Abstract

Introduction Glaucoma is a slowly progressive disease with characteristic optic nerve abnormalities caused by accelerated ganglion cell complex (GCC) loss and concomitant retinal nerve fiber layer (RNFL) thinning. Glaucoma suspects are the key group to identify and treat with intraocular pressure lowering therapy in an effort to prevent blindness. Aim Determination and correlation of the role of the whole image, peripapillary, and inside disk vascular density (%) (wiVD%, ppVD%, and idVD%) in the RNFL of optic nerve head by optical coherence tomography angiography (OCT-A) and their correlation to GCC and RNFL thickness by OCT in early detection of preperimetric primary open-angle glaucoma. Patients and methods This prospective, nonrandomized, noninvasive, and observational case–control study was performed at the Ophthalmology Department and clinics of Al-Zahraa University Hospital, Al-Azhar University.
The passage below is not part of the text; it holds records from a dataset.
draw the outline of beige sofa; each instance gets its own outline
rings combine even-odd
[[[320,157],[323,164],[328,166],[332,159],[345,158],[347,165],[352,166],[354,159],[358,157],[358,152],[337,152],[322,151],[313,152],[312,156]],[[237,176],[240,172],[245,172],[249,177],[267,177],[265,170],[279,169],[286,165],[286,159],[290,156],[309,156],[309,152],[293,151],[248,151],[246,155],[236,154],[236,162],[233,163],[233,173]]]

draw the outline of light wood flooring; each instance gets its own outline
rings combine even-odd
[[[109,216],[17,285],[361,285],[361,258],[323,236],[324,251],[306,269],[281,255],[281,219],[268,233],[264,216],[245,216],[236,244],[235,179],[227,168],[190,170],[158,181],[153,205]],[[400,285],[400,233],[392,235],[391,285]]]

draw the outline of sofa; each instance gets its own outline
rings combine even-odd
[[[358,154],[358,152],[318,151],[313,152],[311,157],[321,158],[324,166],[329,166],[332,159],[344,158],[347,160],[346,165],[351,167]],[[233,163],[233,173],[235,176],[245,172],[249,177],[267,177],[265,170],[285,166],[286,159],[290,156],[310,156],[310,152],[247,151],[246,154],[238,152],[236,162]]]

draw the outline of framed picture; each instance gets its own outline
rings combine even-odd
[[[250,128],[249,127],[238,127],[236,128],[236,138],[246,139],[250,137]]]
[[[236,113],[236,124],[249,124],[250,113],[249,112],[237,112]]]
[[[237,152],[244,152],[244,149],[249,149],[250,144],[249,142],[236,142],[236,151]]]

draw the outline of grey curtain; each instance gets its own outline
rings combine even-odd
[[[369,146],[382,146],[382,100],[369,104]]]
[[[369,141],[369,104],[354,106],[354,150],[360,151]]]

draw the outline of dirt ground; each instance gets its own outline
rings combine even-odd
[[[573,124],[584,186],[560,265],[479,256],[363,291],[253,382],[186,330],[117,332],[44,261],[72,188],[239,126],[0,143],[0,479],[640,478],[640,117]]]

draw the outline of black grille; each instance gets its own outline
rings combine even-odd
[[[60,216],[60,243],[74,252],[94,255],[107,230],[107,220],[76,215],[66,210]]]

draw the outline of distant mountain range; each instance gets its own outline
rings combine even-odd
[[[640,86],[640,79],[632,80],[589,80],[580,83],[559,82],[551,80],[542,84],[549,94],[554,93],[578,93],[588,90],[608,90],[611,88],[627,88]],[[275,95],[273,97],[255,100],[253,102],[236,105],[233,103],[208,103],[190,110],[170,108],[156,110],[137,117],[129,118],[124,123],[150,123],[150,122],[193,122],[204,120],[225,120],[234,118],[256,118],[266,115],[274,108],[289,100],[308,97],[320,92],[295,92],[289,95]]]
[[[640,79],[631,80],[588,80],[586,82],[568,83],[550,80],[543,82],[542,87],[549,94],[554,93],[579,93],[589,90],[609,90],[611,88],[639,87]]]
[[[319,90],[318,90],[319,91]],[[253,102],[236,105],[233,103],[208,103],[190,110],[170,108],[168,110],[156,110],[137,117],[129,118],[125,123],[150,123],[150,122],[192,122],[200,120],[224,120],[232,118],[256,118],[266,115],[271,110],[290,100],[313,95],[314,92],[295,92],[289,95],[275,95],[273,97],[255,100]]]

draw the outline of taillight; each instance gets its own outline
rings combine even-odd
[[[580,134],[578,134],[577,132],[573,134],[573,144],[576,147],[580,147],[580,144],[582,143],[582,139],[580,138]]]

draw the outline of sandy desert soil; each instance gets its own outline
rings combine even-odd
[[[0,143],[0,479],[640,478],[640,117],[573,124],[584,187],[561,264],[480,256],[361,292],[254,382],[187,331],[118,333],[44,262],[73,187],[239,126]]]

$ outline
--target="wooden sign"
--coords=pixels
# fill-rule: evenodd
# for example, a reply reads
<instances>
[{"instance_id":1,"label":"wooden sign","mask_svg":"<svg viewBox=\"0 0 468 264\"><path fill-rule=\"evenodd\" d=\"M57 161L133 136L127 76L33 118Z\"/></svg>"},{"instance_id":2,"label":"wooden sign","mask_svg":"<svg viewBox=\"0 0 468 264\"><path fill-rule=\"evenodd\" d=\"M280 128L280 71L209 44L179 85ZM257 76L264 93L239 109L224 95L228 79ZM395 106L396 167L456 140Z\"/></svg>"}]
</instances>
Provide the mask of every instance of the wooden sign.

It included 46 eyes of 23 participants who were divided into two groups: group I (control) consisted of 20 eyes of 10 healthy eyes. Group II (glaucoma suspects) consisted of 26 eyes of 13 preperimetric glaucoma suspects of the same age group. The peripapillary and inside disk optic nerve head vessel density were measured. Clinical data, visual field (VF) parameters, and spectral-domain OCT evaluation (RNFL thickness, GCC thickness, and rim area) were recorded. Results Significant decreases were found in whole image, peripapillary, and inside disk vascular density (%) and RNFL thickness especially in the temporal side, GCC, VF mean deviation, and VF index in suspected eyes than the normal eyes indicating the presence of early vascular changes in glaucoma. Conclusion OCT-A is a novel, noninvasive imaging technology that detects vascular changes as early signs in glaucoma disease progression; reduced vessel density also was associated with thinning of RNFL, and decrease in GCC count in a majority of cases. So, the diagnostic ability of OCT-A is a promising tool for early diagnosis of glaucoma.